The idea of cutting slashing special needs funding is appalling to me. This is the group that arguably needs their funding cut the least. It’s easy to dismiss this if you never had to sit through IEP meetings or worry about how your kid is going to succeed in school without receiving services. “Those are kids that would never make it anyways, so what does it matter?” is a sentiment that makes me cringe. This isn’t just going to affect those kids who may have severe disabilities, who deserve the dignity of going to school and learning and interacting with other people. Cutting this type of funding affects a broad range of students that you may look at and not believe that they receive services. But they are. And cutting those services will only hurt them.

It’s apparent that there is already a budget issue with funding special needs programs. I’ve seen it with my own eyes. My son’s early intervention services ended at 3, at which point I would either have had to hope that he got into this preschool program that offered these services or I would have to cough up money that I didn’t have. (Which I would have figured out, because that’s what you do.) When doing the evaluations, they met several difficulties along the way. First of all, he was still basically nonverbal just shy of his 3rd birthday. Secondly, he doesn’t have the focus or attention span to be bothered with testing. The tests came back inconclusive. That was a very bad sign that this nonverbal 3 year old was not going to get into a program that he really needed to get into. I was fortunate enough where that special needs team came together and realized there was a need, even if they had to really strain to get him into the program (he made it in for “self-control” issues).
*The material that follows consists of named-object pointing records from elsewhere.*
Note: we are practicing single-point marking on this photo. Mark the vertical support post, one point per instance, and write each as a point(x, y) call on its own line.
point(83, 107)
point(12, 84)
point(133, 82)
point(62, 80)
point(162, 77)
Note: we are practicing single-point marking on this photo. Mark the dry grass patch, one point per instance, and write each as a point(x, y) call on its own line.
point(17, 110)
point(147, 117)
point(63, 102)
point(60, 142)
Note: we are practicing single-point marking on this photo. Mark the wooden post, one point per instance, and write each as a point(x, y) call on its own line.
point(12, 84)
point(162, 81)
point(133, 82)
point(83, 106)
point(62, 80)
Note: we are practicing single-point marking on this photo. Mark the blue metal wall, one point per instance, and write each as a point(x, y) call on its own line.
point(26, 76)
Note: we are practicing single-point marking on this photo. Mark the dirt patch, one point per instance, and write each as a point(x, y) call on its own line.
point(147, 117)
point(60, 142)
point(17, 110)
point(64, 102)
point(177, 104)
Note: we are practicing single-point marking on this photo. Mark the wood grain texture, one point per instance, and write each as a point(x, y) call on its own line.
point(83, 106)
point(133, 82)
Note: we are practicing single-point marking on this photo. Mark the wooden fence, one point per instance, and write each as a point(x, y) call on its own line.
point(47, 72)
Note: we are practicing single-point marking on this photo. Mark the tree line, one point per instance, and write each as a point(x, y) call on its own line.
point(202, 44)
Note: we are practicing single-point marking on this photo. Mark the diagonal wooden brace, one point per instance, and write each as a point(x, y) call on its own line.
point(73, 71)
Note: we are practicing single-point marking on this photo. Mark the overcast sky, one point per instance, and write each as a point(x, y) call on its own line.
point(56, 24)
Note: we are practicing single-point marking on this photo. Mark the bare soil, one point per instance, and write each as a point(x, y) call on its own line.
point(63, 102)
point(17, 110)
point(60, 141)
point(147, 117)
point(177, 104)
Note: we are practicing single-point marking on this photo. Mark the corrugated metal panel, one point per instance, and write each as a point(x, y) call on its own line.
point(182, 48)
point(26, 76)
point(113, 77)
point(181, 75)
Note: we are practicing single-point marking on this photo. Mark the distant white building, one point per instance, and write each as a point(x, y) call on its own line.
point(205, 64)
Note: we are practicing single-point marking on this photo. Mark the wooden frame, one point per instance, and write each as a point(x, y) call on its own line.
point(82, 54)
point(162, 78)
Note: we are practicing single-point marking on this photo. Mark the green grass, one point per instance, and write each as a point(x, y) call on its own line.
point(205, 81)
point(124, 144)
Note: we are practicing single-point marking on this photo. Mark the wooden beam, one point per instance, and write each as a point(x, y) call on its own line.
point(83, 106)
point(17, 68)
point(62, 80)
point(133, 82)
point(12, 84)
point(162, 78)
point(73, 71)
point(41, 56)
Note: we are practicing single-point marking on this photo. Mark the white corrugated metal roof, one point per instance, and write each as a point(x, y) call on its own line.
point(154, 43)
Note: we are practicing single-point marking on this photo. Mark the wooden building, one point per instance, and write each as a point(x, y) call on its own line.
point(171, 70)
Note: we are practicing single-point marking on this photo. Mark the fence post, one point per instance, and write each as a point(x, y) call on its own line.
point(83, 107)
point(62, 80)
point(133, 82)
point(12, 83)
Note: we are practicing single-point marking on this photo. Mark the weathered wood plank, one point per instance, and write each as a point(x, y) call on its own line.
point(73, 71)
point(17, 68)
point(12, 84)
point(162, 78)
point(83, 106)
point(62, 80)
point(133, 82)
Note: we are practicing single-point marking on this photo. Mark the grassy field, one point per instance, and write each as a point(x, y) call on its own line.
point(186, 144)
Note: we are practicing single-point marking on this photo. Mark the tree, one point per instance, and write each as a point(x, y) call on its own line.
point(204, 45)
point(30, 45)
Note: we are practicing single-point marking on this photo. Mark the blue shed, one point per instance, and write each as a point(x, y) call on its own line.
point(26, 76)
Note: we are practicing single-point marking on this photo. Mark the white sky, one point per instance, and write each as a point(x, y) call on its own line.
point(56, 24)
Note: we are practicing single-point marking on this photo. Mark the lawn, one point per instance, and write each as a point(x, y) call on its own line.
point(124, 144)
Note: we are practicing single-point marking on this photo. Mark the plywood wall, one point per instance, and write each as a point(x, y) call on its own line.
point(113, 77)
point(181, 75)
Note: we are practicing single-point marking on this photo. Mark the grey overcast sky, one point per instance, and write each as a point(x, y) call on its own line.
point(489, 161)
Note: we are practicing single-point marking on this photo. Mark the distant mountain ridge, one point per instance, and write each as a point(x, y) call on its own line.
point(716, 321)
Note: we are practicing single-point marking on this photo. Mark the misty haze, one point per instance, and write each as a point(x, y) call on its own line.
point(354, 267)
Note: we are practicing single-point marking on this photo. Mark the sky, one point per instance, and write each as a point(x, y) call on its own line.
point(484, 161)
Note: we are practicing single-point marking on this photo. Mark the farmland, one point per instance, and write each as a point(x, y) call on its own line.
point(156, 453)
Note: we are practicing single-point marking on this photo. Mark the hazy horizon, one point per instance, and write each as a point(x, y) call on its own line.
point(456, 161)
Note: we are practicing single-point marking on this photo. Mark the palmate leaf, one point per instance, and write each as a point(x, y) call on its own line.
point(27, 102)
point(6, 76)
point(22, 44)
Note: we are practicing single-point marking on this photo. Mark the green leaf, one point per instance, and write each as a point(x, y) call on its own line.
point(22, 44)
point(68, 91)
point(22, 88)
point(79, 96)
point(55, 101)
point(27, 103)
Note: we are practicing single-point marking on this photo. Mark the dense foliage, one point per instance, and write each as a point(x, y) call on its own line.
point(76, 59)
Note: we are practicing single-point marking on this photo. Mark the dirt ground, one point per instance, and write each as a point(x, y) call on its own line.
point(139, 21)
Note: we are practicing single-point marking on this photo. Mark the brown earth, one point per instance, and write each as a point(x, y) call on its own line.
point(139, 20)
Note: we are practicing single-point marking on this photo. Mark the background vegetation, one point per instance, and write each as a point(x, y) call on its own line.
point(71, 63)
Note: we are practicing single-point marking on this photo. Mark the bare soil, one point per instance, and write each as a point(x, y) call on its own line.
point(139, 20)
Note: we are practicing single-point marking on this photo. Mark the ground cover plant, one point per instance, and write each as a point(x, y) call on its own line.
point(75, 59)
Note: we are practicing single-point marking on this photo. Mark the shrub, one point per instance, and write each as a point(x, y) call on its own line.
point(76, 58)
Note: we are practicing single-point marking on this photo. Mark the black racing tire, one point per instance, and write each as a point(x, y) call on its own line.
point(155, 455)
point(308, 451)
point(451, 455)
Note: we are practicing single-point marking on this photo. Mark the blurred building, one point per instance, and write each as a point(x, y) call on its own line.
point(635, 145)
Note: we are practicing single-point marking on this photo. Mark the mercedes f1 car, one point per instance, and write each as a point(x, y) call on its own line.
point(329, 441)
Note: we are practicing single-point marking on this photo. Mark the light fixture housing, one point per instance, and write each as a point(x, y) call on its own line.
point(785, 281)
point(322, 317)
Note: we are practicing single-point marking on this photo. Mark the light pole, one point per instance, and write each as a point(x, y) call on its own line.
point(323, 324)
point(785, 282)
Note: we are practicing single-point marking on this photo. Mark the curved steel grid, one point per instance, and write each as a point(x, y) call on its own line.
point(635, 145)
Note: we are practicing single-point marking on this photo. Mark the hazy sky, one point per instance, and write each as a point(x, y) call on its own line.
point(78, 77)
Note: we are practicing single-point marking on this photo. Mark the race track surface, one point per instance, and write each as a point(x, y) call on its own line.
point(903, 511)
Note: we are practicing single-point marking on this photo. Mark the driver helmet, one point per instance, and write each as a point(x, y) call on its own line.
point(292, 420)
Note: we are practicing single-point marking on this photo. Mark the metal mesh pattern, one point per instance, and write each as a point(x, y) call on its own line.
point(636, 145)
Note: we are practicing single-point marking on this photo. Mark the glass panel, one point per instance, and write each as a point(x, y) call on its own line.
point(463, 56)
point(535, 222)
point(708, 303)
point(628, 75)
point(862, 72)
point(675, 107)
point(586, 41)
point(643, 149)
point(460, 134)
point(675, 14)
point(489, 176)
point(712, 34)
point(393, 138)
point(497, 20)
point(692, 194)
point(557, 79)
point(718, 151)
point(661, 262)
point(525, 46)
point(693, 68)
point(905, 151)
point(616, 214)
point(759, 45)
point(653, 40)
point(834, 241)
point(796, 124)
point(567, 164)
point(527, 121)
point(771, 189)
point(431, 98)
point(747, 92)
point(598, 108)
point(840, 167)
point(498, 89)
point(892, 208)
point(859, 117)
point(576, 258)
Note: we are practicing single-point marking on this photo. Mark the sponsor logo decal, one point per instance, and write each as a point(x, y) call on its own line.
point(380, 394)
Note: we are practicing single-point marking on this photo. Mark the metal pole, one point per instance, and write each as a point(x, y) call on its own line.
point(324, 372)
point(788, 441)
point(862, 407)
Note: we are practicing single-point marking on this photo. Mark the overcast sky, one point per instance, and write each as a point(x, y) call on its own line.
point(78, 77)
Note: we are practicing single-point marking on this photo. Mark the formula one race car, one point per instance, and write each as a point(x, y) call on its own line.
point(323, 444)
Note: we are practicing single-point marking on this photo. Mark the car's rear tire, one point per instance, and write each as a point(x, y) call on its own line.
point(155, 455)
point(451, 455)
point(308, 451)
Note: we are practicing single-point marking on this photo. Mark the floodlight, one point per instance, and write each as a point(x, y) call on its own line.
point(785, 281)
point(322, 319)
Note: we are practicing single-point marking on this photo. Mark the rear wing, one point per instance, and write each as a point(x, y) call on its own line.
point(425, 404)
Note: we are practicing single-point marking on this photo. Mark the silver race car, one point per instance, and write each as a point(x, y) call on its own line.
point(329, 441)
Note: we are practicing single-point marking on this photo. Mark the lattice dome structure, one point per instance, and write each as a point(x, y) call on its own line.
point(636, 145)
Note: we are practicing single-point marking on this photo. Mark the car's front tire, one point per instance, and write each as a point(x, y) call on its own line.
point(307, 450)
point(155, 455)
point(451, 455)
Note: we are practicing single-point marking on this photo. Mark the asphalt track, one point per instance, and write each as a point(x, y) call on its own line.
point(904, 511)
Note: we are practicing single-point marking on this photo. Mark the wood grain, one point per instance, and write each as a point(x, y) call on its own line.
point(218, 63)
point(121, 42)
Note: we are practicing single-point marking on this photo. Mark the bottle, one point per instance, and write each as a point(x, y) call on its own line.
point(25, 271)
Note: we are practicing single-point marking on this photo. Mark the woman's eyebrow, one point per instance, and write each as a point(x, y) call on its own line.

The gamble paid off as the next year he did qualify for speech services. After getting those speech services? He just took off and not only did he start speaking very well, it turned out he could actually read. Which we wouldn’t have known had he not gotten these services. Had this team just dismiss him. They recognized that he was a bright child and that they needed to intervene to ensure that he could succeed in life. After he left preschool, he was out of these services. I thought I didn’t have to worry about it again. Until I did.

Again, in the meeting it was a struggle for the team. While they used a few technicalities as answers, it was needed otherwise my son wouldn’t get the services that they agree he needed. I’m lucky that I didn’t have to fight. Other parents aren’t that lucky. Those are the parents that suffer because the budget is already so tight for these kids. These kids are arguably the most vulnerable in the school system, especially for those “normal” kids like my son. Those kids where people don’t even realize that they are receiving services. Without receiving these services, my son could have easily become a statistic. He could be on the track of disciplinary issues or even eventually drop out because they are frustrated or dismissed as “unworthy” by a school system that values students based on testing and meeting a specific grade on unfair standardized tests. But for now, he is going to be fine.

That is until funding starts getting cut. Cutting the Special Olympics funding because “rich people will keep it afloat”? Are we seriously trusting fancy rich people do to things that don’t benefit their bottom line? But charter school funding remains untouched? Why not count on the rich people to put their money into those charter schools? Why cut services like the ones for those on the autism spectrum? Do you think rich donors are going to cover that too? It’s disgusting and appalling. These aren’t just issues that affect low income people. These are issues that the middle class are dealing with and the moment you ignore that, you are disproving anything that you have ever said about caring about the middle class. My son needed noise cancelling headsets to be okay in school. It took nearly 2 months to find a pair from someplace that was willing to share it because they didn’t need it at the time. The schools should be able to have those accommodations for the kids who need it. But hey, let’s cut funding to the special needs programs that kids rely on to succeed.

Make broad cuts that are necessary. If charter schools are really that great, parents can make that choice themselves. Don’t take money from public schools who actually need the money to improve. The special needs programs need more funding to keep up with the growing need, not getting cuts and forcing these school systems to refuse even more services than they already do for kids in need. If I didn’t have an excellent team supporting us, my son would’ve lagged behind. And if I need to, I will make it my mission to ensure other kids like him are taken care of. And I’m one hell of a fighter.